Top from left: Kieran Mulvey, Pat Hickey, Annalise Murphy, Shane Ross and John Treacy celebrate Ms Murphy’s silver in the sailing on the eve of Pat Hickey’s arrest in Rio; Dan Boyle
Pat Hickey and Shane Ross are helping make a soap opera out of a crisis.
Dan Boyle writes:
It’s difficult to get hooked into any soap opera when all its characters are unsympathetic. In Rio there is at least the advantage of an exotic locale.
The telenovela currently being produced is not likely though to endear itself to key sectors of the audience, its narrative being overtly soaked in testosterone.
The cast is full of JRs but there is no Bobby Ewing.
On the one hand we have the egomaniacal and international prestige junkie, who is not a politician but is more political in his approach to his work than anyone can be.
On the other hand we have the actual politician, who has traded on being an anti-political and who is finding it difficult to transition from poacher to gamekeeper.
He too seems obsessed with a need for constant ego gratification. The soap aficionado, whose predeliction is misery would be better to stick with ‘Eastenders’.

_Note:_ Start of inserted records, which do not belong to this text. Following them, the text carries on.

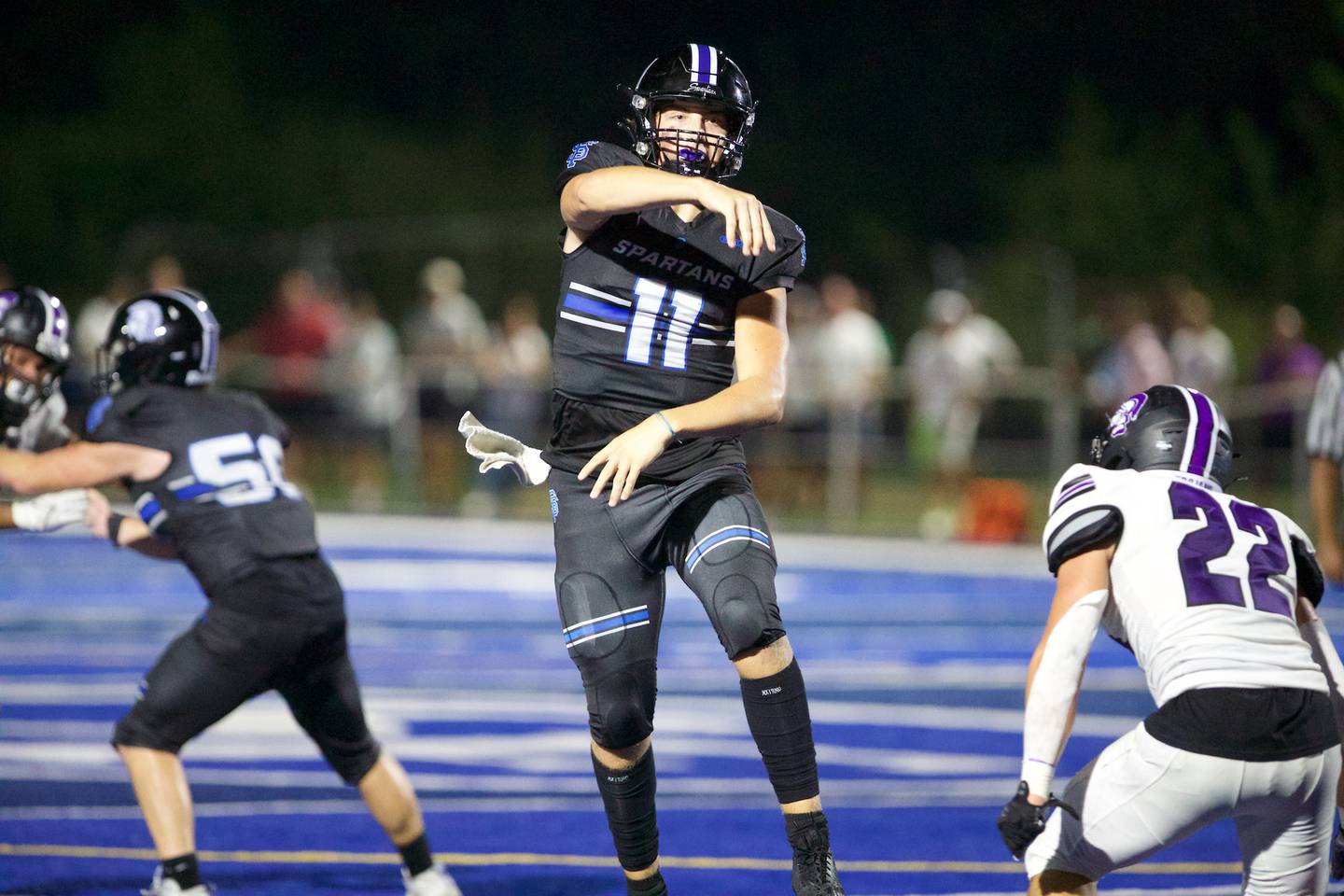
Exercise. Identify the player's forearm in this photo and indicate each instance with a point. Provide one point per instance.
(595, 196)
(1054, 679)
(748, 404)
(133, 534)
(1325, 500)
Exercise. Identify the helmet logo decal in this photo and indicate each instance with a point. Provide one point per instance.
(1127, 414)
(143, 320)
(578, 153)
(705, 64)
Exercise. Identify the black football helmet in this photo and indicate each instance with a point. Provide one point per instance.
(693, 73)
(33, 318)
(165, 336)
(1169, 427)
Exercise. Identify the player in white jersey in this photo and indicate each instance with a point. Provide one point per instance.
(34, 349)
(1214, 595)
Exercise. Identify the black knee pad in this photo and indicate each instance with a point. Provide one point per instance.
(622, 706)
(744, 617)
(133, 730)
(351, 759)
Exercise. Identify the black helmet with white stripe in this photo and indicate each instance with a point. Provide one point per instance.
(1169, 427)
(35, 320)
(693, 73)
(162, 336)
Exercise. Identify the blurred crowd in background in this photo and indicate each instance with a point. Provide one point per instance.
(943, 431)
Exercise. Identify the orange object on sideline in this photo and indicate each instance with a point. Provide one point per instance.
(995, 511)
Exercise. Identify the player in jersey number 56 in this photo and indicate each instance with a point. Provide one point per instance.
(672, 281)
(1214, 595)
(204, 468)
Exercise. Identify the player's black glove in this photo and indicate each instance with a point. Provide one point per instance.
(1337, 853)
(1020, 822)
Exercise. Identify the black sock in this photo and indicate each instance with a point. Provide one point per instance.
(417, 856)
(808, 831)
(648, 887)
(183, 869)
(628, 797)
(777, 713)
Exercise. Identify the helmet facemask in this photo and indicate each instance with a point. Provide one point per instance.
(696, 153)
(700, 77)
(19, 394)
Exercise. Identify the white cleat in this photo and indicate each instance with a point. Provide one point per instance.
(161, 887)
(434, 881)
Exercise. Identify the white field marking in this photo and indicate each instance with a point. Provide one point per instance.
(54, 730)
(1127, 890)
(706, 797)
(988, 791)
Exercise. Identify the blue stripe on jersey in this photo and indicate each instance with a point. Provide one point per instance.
(720, 538)
(149, 510)
(595, 309)
(194, 491)
(607, 624)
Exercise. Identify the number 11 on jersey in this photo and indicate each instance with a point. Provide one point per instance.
(647, 321)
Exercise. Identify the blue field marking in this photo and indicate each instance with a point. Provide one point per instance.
(916, 681)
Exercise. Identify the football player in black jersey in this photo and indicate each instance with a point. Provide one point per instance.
(34, 349)
(206, 470)
(674, 282)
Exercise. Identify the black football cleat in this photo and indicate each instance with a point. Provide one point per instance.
(815, 874)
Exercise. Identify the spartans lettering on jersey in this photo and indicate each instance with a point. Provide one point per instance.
(671, 263)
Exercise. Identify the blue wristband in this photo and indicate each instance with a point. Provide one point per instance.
(666, 424)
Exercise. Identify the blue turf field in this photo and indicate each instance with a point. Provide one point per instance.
(914, 663)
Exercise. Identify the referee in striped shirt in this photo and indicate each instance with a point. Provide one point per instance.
(1325, 448)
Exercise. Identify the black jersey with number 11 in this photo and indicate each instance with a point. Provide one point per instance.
(645, 321)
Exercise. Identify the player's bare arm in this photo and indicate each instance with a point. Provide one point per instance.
(1057, 666)
(79, 465)
(132, 532)
(590, 199)
(1325, 514)
(754, 400)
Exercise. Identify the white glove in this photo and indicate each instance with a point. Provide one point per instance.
(497, 450)
(51, 511)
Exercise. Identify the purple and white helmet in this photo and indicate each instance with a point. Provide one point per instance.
(1169, 427)
(34, 318)
(31, 318)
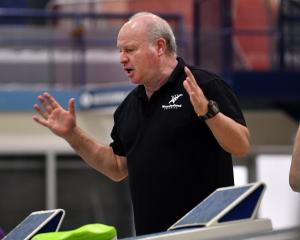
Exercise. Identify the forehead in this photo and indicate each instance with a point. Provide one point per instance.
(132, 32)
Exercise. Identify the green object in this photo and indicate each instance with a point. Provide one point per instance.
(95, 231)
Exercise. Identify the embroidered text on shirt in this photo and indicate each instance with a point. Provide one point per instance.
(172, 104)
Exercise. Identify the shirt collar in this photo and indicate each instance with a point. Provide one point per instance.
(141, 93)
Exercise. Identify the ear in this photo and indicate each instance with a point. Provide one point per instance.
(161, 46)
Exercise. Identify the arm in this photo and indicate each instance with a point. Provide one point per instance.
(231, 135)
(294, 177)
(63, 123)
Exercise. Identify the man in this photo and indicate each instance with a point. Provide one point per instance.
(294, 178)
(170, 136)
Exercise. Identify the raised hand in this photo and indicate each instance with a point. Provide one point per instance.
(53, 116)
(198, 100)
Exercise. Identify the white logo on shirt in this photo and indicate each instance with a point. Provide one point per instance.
(172, 104)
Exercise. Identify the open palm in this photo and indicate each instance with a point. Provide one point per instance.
(54, 116)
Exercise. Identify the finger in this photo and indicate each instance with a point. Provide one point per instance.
(51, 100)
(72, 106)
(40, 120)
(45, 104)
(40, 111)
(190, 75)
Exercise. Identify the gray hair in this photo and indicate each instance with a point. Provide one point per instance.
(159, 29)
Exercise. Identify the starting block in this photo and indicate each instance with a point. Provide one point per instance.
(227, 212)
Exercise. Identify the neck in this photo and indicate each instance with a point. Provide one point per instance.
(168, 67)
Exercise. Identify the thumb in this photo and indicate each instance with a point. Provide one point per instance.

And yet my sympathy gravitates towards the hapless politician. His dislikeable characteristics aside, he does hold a public office which brings with it the need to protect the public interest along with the public purse strings.
It’s unfortunate that the barrister proferring the advice that the Minister “should be put back in his box” is female. It spoils the mental image of an exaggerated moustache being stroked. It also confuses disdain for an individual with disdain for the State.
The Minister hasn’t helped, of course, by resorting to the default reactionary mode so beloved by him and Irish politics in general.
It isn’t outrageous to apply a principle that any body in receipt of public funds should only be given such funds when proper levels of governance are seen to be in place.
Among such standards should be term limits for office holders, and the accepting the need for independent scruitiny as and when such situations arise.
Perp walk arrests and presenting evidence in public prior to a courtroom appearance certainly add to the sense of drama. It may strike us as strange. It does though have elements of honesty to it, in making justice seen to be done.
In Ireland our archaic libel laws prevent effective displays of public disgust being made. We are limited in those on whom we can heap social oppobrium.
Politicians, obviously, are fair game. Civil servants as a generic group also seem open to disdain. Business people, as individuals, seem uniquely to possess a right to protect their good names.
When these great and good donate or are seen to participate in a public good, the ability to question their character or motivation recedes further.
If the Minister who oscillates between Transport and Sport, can succeed in changing this culture then he should be rewarded.
Perhaps RTÉ could do so by resurrecting its long running, now long forgotten radio serial, with a new cast of characters. Let’s have ‘The Hickeys of Castle Ross’.